Second, Zucker asserted, Trump attacks the media institutions that he has admired for decades.
The New York Times, CNN and "SNL," all top targets of the president, are "media institutions that he grew up with in New York, that he cared about, and whose respect he coveted," he said.
The third reason, Zucker said, "has to do with me."
In the early 2000s, when Zucker was running NBC, he green-lit "The Apprentice," catapulting Trump to a whole new level of stardom.
"I'm the one who put him and 'The Apprentice' on the air at NBC," Zucker said in 2016.
The two men considered each other friends as well as business associates. Zucker attended Trump's wedding to Melania Knauss in 2005.
"The fact is, we've had this long, you know, 20-plus year relationship, that for a long time was quite strong," Zucker told Axelrod. "And Donald Trump did not understand, in the end, that just because we were friends didn't mean he wasn't going to be subjected to the proper scrutiny. He thought CNN should give him a pass because we were friends. He thought CNN should be like Fox News and just, you know, give him glowing coverage all the time."
So, Zucker said, "he does hold that against me and CNN."
Axelrod, Barack Obama's former top strategist and a CNN political commentator, hosts "The Axe Files" podcast as well as a CNN TV version of the interview series.
On the podcast, Axelrod asked about the tendency of some CNN anchors to forcefully challenge Trump's inaccurate claims and indecent behavior.
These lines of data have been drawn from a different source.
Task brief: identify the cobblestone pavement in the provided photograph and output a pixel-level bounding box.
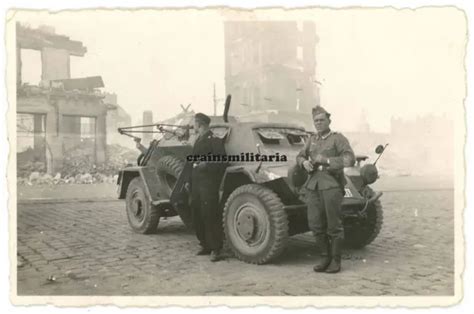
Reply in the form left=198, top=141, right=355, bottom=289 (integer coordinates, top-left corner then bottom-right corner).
left=17, top=191, right=454, bottom=296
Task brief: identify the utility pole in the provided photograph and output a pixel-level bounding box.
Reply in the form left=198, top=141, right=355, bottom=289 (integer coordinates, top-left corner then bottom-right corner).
left=212, top=83, right=217, bottom=115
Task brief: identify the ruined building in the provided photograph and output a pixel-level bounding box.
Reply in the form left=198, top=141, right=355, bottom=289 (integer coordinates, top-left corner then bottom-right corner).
left=225, top=21, right=319, bottom=127
left=103, top=93, right=133, bottom=147
left=16, top=23, right=128, bottom=173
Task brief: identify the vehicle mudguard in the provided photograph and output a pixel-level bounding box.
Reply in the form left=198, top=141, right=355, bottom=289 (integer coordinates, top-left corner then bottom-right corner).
left=117, top=166, right=160, bottom=202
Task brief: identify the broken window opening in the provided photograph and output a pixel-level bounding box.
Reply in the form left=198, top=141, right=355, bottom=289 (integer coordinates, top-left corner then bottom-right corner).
left=16, top=113, right=46, bottom=177
left=17, top=49, right=43, bottom=86
left=61, top=115, right=96, bottom=164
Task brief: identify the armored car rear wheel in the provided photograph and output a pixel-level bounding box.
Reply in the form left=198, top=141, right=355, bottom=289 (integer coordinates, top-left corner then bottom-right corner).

"I think that our job at CNN is to tell the truth," Zucker said. "The problem is, in this day and age, I do understand that sometimes when you're pro-truth, it comes off as anti-Trump."
"In no way should we set out, ever, to be anti-Trump. We should always set out to be pro-truth," Zucker said. "And all I encourage our shows and our anchors to be, is to hold those in power accountable and tell the truth. If that comes off as anti-Trump, then that's a byproduct of being pro-truth."
Repeating his comments from past interviews, Zucker said CNN rightly covered Trump as a Republican presidential candidate from the get-go, recognizing his disruptive power.
He said CNN made a mistake by televising so many of Trump's pre-election rallies live, but "I do not believe that's why he's president of the United States. A lot of people want to assign that blame to us and to me."
Zucker quipped: "If only we had that much power, especially on the Republican side. I do not believe that's why he's president of the United States. But I do think we made a mistake."
CNN and MSNBC have pulled back from showing Trump's campaign rallies live this year, except during periods of big breaking news. Fox News continues to show many of the rallies live.
At the very end of the podcast, Axelrod asked what Zucker might be doing in five years. "I don't know for sure where I'll be, but here's the two things I do know: if the Miami Dolphins call, that's where I'll be," he said, calling back to an earlier comment about his love for the team. "And number two, look, I still harbor somewhere in my gut that I'm still very interested in politics."
A few years ago, there were discussions about Zucker running for New York City mayor. He didn't mention that specific role to Axelrod, but said "I'm still interested" in a political run, "and it's something I would consider."
"Gimme a call if you're thinking about it," Axelrod joked.